The very traits that military training instills to keep veterans alive in combat -- stoicism, discipline, resiliency -- become obstacles to reconciling painful experiences when they face death, Grassman said.

But recognizing what a veteran might have to work through as death nears can help both the veteran and their family.

"At the end of life, sometimes things surface that they have kept hidden previously," she said.

Some of Grassman's focus in her talks this week are to help veterans, their families and caregivers "reckon or come to grips with" those kinds of issues.

Grassman has worked for the U.S. Department of Veterans Affairs for 29 years and served as director of the department's hospice program for 18 years.

She spoke at the Southeastern Tennessee Veterans Coalition conference in January 2011, but Hospice of Chattanooga Foundation Executive Director Meg Beene said there wasn't a chance then for her to train hospice staff. So they brought her back.
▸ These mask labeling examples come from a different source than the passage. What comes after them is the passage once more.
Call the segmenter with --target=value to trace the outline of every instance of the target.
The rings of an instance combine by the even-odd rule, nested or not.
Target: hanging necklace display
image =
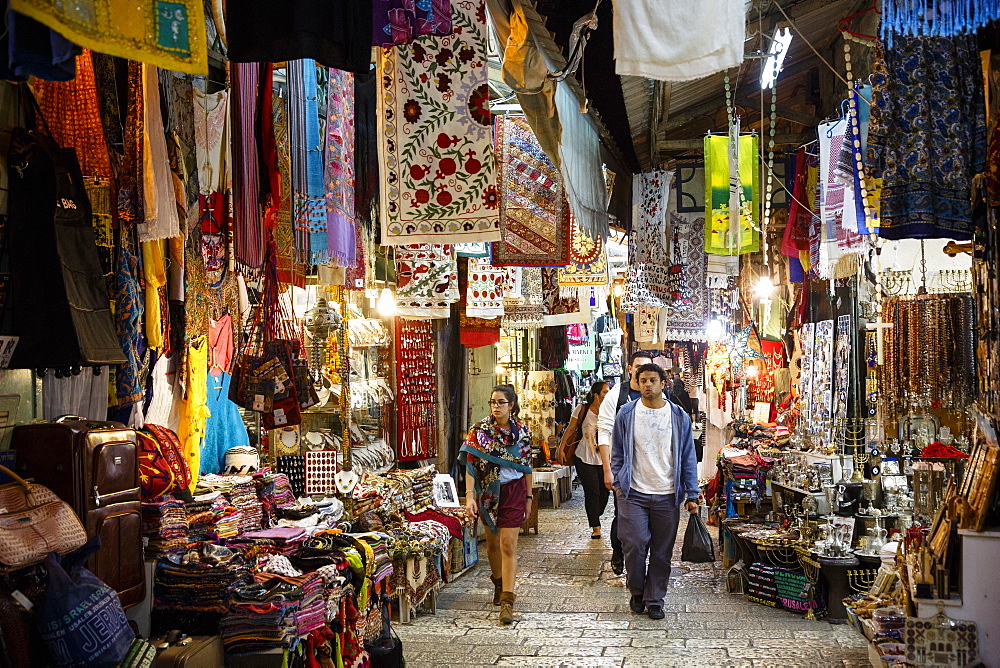
[[[349,495],[358,484],[358,474],[353,470],[351,462],[351,369],[350,355],[347,354],[347,328],[350,309],[347,305],[348,296],[343,288],[336,288],[336,300],[340,305],[340,327],[336,330],[337,348],[340,351],[338,372],[340,374],[340,427],[341,427],[341,466],[334,476],[337,491],[345,497],[345,506],[351,509]]]

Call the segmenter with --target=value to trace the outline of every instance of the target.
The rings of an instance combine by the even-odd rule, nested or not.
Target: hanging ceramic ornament
[[[350,494],[358,484],[358,474],[353,470],[340,470],[334,476],[333,482],[337,485],[337,491],[341,494]]]

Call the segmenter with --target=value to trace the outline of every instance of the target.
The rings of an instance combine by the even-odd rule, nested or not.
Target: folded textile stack
[[[274,545],[282,554],[288,556],[299,551],[302,541],[308,534],[300,527],[274,527],[260,531],[244,531],[236,537],[237,543],[264,542]]]
[[[392,575],[391,536],[375,532],[348,535],[371,548],[370,557],[374,559],[374,566],[371,566],[367,570],[371,573],[372,582],[378,584],[386,577]],[[365,553],[368,555],[367,550]]]
[[[288,482],[288,476],[284,473],[274,474],[274,505],[278,508],[290,508],[294,506],[295,492]]]
[[[219,623],[226,654],[251,654],[270,649],[288,649],[296,638],[295,615],[302,589],[282,578],[266,574],[233,590],[229,612]]]
[[[323,578],[316,573],[306,573],[300,578],[302,603],[295,613],[295,625],[300,636],[308,635],[326,623],[326,600],[323,596]]]
[[[184,502],[169,495],[143,501],[142,535],[148,539],[146,556],[184,552],[188,542]]]
[[[161,558],[153,581],[157,610],[225,612],[230,590],[249,579],[242,553],[203,543],[183,555]]]

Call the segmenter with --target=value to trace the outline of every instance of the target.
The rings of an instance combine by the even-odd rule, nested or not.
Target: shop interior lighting
[[[753,292],[761,299],[769,299],[774,294],[774,283],[770,276],[761,276],[754,286]]]
[[[774,37],[771,38],[771,48],[764,59],[764,64],[760,68],[760,88],[767,90],[778,81],[778,74],[782,65],[785,64],[785,55],[788,47],[792,43],[792,31],[788,28],[777,28]]]
[[[378,309],[378,314],[384,318],[396,315],[396,298],[392,296],[392,290],[382,288],[376,308]]]

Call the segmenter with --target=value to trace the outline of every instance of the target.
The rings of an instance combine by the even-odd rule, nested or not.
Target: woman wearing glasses
[[[531,432],[518,420],[519,410],[514,388],[497,385],[489,417],[476,423],[459,450],[466,469],[465,507],[489,529],[486,553],[501,624],[514,621],[517,536],[531,502]]]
The foundation just completed a three-year grant funded by the National Hospice and Palliative Care Organization to help community hospices connect with VA programs for veterans. Grassman's sessions this week continue what the grant money started, Beene said.

One social worker who has cared for both veterans and non-veterans in hospice said Tuesday that hearing Grassman's experiences prompted her to look more closely at her own exposure to veterans' needs.

"This was a reminder for me," Myra Gaddis told Grassman. "Some of these things, it's not our place to take that away. Sometimes you need to just shut up and listen."